Rom najważniejsze, ze uderzyłeś się w pierś...
Nie każdy miałby odwagę.

----------


## autorus

Dokładnie tak.

----------


## KropQ

> Na swoją obronę mogę tylko napisać że właśnie najwięcej "piany" bili tu jednopostowcy. Wpadali w istną paranoję. Co bardziej zdesperowani chcieli nawet burzyć ściany. A najbardziej spokojnie do tematu podchodzili starsi stażem użytkownicy. I to mnie właśnie zmyliło. Już par lat siedzę tu na forum i nie jedną taką akcję przeżyłem. Więc nie dziwcie się że podszedłem do tematu jak pies do jeża.


Miło i doceniam, że stać Cie na takie słowa. Nie zgadzam się tylko z jednym, że użytkownicy starsi stażem łagodniej znoszą smród w domu.
Ja jak mnie nazywasz "jednopostowiec" mam męża "wielopostowca" i smród w domu przeszkadza mu tak samo.
Poza tym, ocenianie po ilości wpisów uważam za bzdurę. Ty w tym wątku uczestniczyłeś kilka razy i niestety nic swoimi wpisami nie wniosłeś, poza zamieszaniem.

----------


## autorus

Ocenianie na podstawie ilosci postow jest jak najbardziej zasadne.  Mam to na codzień.

----------


## Rom-Kon

> (...)
> Ja jak mnie nazywasz "jednopostowiec" mam męża "wielopostowca" i smród w domu przeszkadza mu tak samo.
> (...)


To trzeba było się uwiarygodnić albo podpiąć pod męża. No chyba że ktoś kogoś się wstydził  :wink: 

Sorry ale zaczęliście pisać w takim stylu że zacząłem się zastanawiać czy w Tworkach podłączyli internet!  Zamiast na spokojnie, zimno i z rozwagą to pełna panika i paranoja. Obsesja - ściany Was śledziły! Wspólnie się tak nakręcaliście że jak patrzyłem z boku to przewracałem się ze śmiechu. No i poszły moje komentarze... Mamy tu na Forum chemika i technologa farb i zamiast jemu zadawać sensowne pytania to nakręcaliście się na burzenie ścian. Ze swego przeszło 20-letniego doświadczenia mogę polecić farby izolujące ale przeze mnie sprawdzone tylko na plamy. Smrodu nigdy nie musiałem izolować. Ale to już wcześniej napisałem że na plamy są dobre emalie alkidowe - obojętnie jakiej firmy. 

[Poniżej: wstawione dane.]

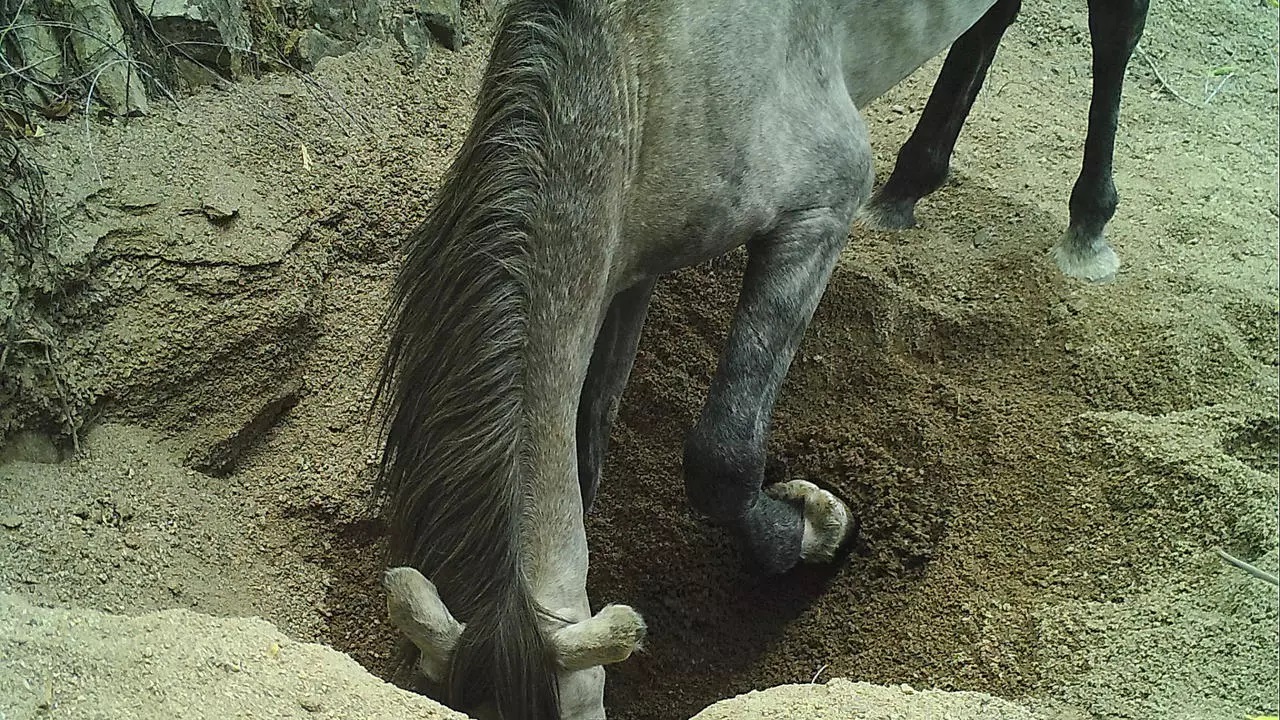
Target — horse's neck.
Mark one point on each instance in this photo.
(885, 41)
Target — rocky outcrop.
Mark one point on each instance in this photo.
(182, 664)
(846, 700)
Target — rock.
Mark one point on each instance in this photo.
(444, 19)
(101, 50)
(314, 46)
(841, 700)
(41, 57)
(213, 32)
(158, 665)
(30, 447)
(218, 446)
(344, 19)
(414, 36)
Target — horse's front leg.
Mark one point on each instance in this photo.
(611, 365)
(926, 158)
(725, 452)
(1115, 27)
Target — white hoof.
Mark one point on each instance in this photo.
(827, 523)
(1091, 261)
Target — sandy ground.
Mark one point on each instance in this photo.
(1043, 470)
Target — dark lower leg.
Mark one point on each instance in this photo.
(926, 158)
(606, 378)
(725, 452)
(1115, 27)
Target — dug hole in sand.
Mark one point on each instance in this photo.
(1043, 470)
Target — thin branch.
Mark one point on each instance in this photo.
(1257, 573)
(1138, 50)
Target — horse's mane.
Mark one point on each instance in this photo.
(453, 373)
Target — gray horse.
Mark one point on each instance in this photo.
(615, 141)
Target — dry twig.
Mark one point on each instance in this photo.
(1257, 573)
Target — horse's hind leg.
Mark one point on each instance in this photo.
(786, 274)
(1115, 27)
(606, 378)
(926, 156)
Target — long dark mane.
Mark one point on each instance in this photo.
(452, 473)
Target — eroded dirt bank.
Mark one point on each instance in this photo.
(1043, 470)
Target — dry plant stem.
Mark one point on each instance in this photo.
(62, 397)
(1249, 569)
(1164, 83)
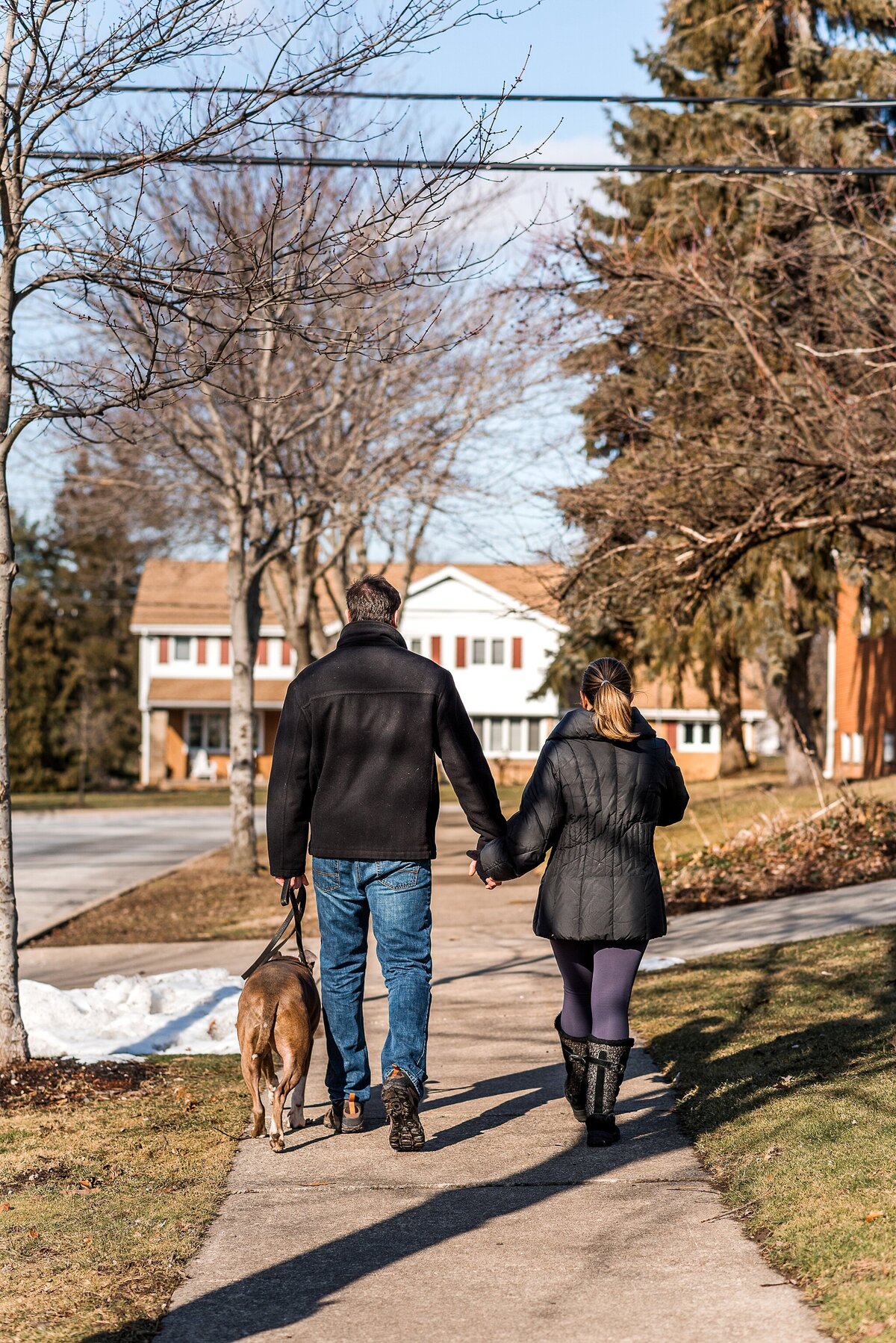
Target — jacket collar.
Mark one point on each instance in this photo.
(370, 633)
(579, 723)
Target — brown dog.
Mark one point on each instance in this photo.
(279, 1009)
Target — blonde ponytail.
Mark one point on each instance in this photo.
(608, 688)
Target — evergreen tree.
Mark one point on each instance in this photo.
(677, 382)
(96, 592)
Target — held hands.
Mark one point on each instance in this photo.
(489, 881)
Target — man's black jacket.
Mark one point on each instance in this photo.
(355, 757)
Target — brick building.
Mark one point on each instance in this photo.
(494, 626)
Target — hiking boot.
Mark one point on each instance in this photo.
(603, 1076)
(575, 1056)
(346, 1117)
(401, 1099)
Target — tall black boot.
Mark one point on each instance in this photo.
(603, 1076)
(575, 1056)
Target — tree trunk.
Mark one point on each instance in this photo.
(13, 1043)
(788, 698)
(734, 755)
(245, 622)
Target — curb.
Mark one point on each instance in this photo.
(104, 900)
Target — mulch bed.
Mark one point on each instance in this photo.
(848, 844)
(65, 1082)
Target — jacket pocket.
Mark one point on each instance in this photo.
(401, 876)
(327, 875)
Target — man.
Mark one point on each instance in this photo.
(355, 757)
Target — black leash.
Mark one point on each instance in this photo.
(281, 937)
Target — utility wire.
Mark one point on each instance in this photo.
(472, 167)
(628, 99)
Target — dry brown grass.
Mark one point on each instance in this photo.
(202, 902)
(104, 1200)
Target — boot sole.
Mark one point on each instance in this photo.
(408, 1137)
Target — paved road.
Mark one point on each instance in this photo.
(505, 1226)
(66, 860)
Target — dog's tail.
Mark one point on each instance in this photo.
(262, 1035)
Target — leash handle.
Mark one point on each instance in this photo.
(281, 937)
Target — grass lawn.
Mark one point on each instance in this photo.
(199, 902)
(128, 798)
(785, 1064)
(104, 1201)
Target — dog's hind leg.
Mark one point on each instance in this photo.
(253, 1076)
(297, 1103)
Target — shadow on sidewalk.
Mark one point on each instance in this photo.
(294, 1289)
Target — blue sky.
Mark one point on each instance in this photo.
(559, 46)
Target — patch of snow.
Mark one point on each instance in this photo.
(650, 964)
(184, 1011)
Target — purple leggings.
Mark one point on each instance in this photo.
(598, 978)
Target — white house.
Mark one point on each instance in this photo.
(494, 626)
(491, 624)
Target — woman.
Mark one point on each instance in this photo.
(602, 784)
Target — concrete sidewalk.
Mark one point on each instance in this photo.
(505, 1226)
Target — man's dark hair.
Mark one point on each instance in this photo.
(373, 598)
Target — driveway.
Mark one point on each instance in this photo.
(66, 860)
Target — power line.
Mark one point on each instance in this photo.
(472, 167)
(623, 99)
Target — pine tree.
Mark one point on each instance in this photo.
(672, 375)
(96, 592)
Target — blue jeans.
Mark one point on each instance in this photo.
(396, 897)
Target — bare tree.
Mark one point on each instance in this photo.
(332, 300)
(75, 238)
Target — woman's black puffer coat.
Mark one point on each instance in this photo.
(595, 804)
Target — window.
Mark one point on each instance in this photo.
(217, 731)
(193, 731)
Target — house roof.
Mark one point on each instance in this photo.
(169, 691)
(193, 592)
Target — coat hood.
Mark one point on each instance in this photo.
(579, 723)
(370, 631)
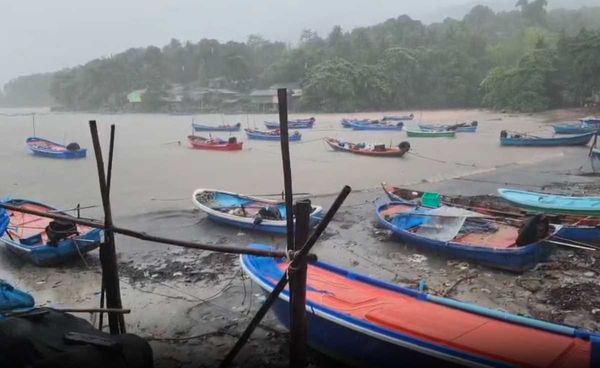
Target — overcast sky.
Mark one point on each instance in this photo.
(47, 35)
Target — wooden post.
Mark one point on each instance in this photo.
(297, 276)
(284, 280)
(287, 169)
(108, 256)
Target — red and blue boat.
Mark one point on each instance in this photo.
(43, 241)
(366, 322)
(45, 148)
(292, 124)
(198, 127)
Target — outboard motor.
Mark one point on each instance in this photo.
(74, 146)
(59, 230)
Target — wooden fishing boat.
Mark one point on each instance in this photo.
(45, 148)
(367, 322)
(214, 144)
(583, 229)
(398, 117)
(458, 127)
(552, 203)
(43, 241)
(292, 124)
(246, 212)
(377, 125)
(198, 127)
(347, 123)
(522, 139)
(271, 135)
(362, 149)
(574, 128)
(422, 133)
(464, 236)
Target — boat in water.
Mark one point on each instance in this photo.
(458, 127)
(45, 148)
(377, 150)
(198, 127)
(367, 322)
(467, 235)
(271, 135)
(246, 212)
(292, 124)
(552, 203)
(523, 139)
(428, 133)
(44, 241)
(214, 144)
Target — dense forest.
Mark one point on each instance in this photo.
(528, 59)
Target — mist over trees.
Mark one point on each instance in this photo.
(528, 59)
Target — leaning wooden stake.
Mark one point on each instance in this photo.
(284, 280)
(108, 256)
(297, 276)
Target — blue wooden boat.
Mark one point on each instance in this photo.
(220, 128)
(45, 148)
(552, 203)
(573, 128)
(376, 125)
(518, 139)
(292, 124)
(271, 135)
(398, 117)
(246, 212)
(459, 128)
(477, 239)
(43, 241)
(365, 322)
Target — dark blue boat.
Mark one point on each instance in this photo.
(292, 124)
(43, 241)
(220, 128)
(518, 139)
(367, 322)
(45, 148)
(271, 135)
(483, 242)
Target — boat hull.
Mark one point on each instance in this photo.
(577, 140)
(518, 259)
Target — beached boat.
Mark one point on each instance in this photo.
(398, 117)
(367, 322)
(574, 128)
(198, 127)
(552, 203)
(44, 241)
(378, 150)
(271, 135)
(377, 125)
(292, 124)
(422, 133)
(45, 148)
(522, 139)
(246, 212)
(585, 229)
(347, 123)
(214, 144)
(463, 234)
(458, 127)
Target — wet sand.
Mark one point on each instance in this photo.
(176, 293)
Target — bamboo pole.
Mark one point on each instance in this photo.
(108, 255)
(284, 279)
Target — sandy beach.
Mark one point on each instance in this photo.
(192, 304)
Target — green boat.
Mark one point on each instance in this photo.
(430, 133)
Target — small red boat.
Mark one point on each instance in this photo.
(362, 149)
(215, 144)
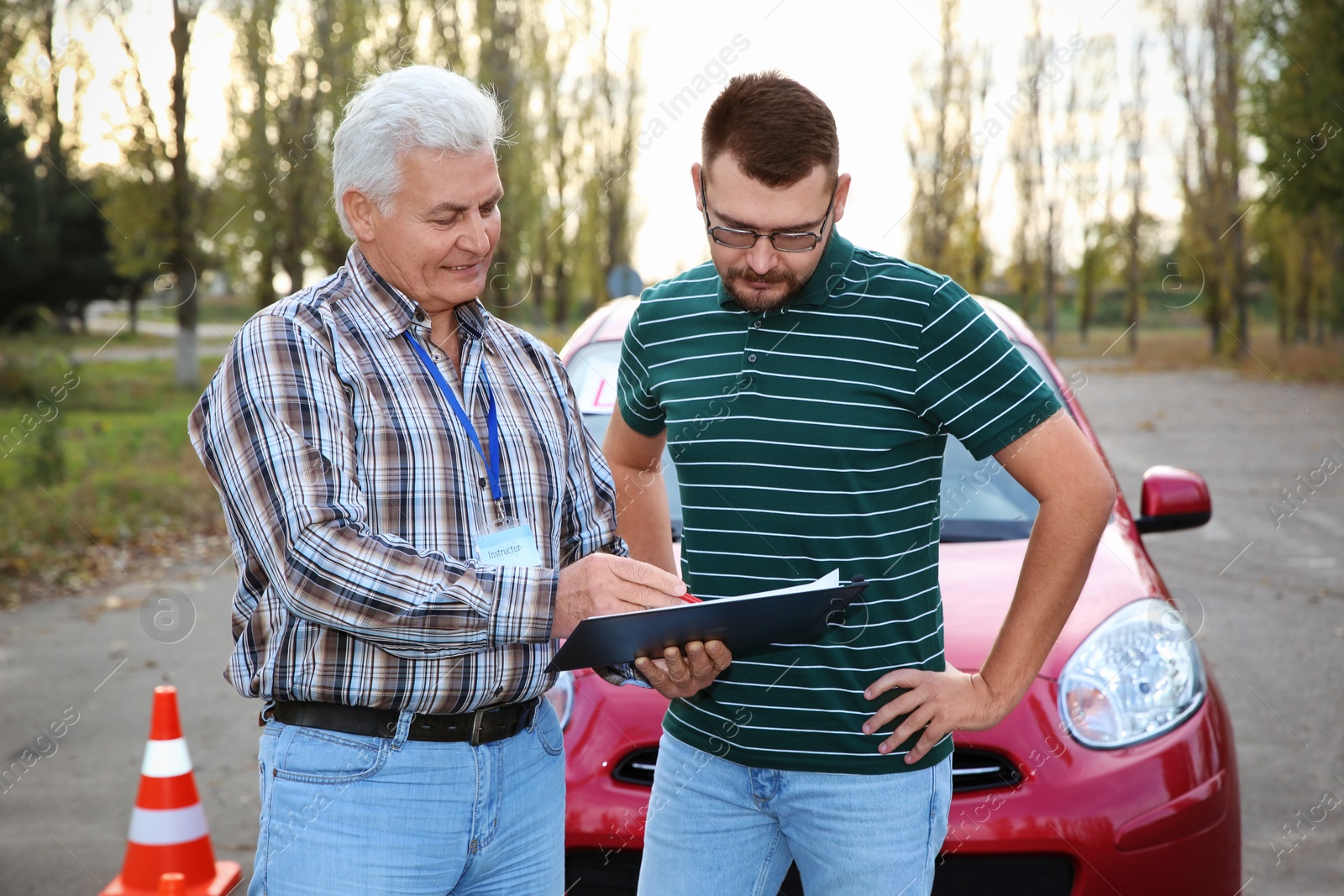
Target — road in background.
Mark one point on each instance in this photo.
(1268, 604)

A jeśli chodzi o denaturat to radziłbym uważać bo z powietrzem tworzy mieszankę wybuchową i może to Was kosztować życie lub odbudowę domu... może łupnąć i to zdrowo! Szczególnie jeśli aplikacja będzie natryskiem.

I jeszcze jedno w sprawie denaturatu... co ze smrodem skażalnika? Jak kiedyś się oblałem denatem to waliło ode mnie menelem nawet jeszcze po wypraniu ciuchów! Co z tym smrodem? Wywietrzał?

A jednopostowcy są bardzo "mile" widziani szczególnie jak wypowiadają się w dziale czarna lub biała lista wykonawców. Tam moderatorzy mają co robić  :wink: 

edit: na moją korzyść przemawia jeszcze to że ja _menszczyzna_ jestem i kobiet jakoś nie mogą zrozumieć  :wink: 

A jak się podchodzi do jednopostowców to najlepiej widać tu:
proszę kliknąć w ten link  i prawdopodobnie też to był chybiony atak  :wink:

----------


## KropQ

No dobra, może i jestem zbyt świeża i nie rozumiem tych wszystkich forumowych reguł.
Ale przecież każdy z Was kiedyś zaczynał od kilku postów.
Ja włączyłam się na etapie dla mnie bardziej namacalnym i zrozumiałym - czyli wykończeniowym.
Częściej czytam niż się wypowiadam. I takim forumowiczem też można być.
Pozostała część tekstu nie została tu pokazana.